High-performance diodes based on black phosphorus/carbon nanomaterial heterostructures
Abstract
The performance of diodes, which are the basic building blocks in integrated circuits, highly depends on the materials used. Black phosphorus (BP) and carbon nanomaterials with unique structures and excellent properties can form heterostructures with favorable band matching to fully utilize their respective advantages and thus achieve high diode performance. Here, high-performance Schottky junction diodes based on a two-dimensional (2D) BP/single-walled carbon nanotube (SWCNT) film heterostructure and a BP nanoribbon (PNR) film/graphene heterostructure were investigated for the first time.

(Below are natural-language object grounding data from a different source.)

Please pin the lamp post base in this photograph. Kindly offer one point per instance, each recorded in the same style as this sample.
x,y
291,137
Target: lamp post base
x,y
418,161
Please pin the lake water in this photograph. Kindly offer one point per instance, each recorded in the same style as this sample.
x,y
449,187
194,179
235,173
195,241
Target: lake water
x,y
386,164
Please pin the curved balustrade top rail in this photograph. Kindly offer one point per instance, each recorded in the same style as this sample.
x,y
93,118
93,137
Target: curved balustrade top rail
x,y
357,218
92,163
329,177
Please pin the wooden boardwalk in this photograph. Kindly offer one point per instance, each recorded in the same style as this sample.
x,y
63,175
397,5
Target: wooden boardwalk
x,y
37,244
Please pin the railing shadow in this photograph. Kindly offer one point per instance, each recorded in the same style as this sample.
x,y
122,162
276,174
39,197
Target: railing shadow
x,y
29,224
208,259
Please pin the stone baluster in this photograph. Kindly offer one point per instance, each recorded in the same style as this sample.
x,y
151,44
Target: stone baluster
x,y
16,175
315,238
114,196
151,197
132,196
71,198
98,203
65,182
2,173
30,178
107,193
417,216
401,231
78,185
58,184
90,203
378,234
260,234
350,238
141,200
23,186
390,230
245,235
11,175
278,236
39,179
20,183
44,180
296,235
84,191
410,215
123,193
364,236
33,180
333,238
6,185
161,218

The fabricated Schottky diode based on the heterostructure with the 10 nm-thick 2D BP stacked on the SWCNT film had a rectification ratio of 2978 and a low ideal factor of 1.5. The Schottky diode based on the heterostructure with the PNR film stacked on the graphene exhibited a high rectification ratio of 4455 and an ideal factor of 1.9. The high rectification ratios for both devices were attributed to the large Schottky barriers formed between the BP and carbon materials, thus leading to a small reverse current. We found that the thickness of the 2D BP in the 2D BP/SWCNT film Schottky diode and the stacking order of the heterostructure in the PNR film/graphene Schottky diode had a significant effect on the rectification ratio. Furthermore, the rectification ratio and breakdown voltage of the resulting PNR film/graphene Schottky diode were larger than those of the 2D BP/SWCNT film Schottky diode, which was attributed to the larger bandgap of the PNRs compared to the 2D BP. This study demonstrates that high-performance diodes can be achieved via the collaborative application of BP and carbon nanomaterials.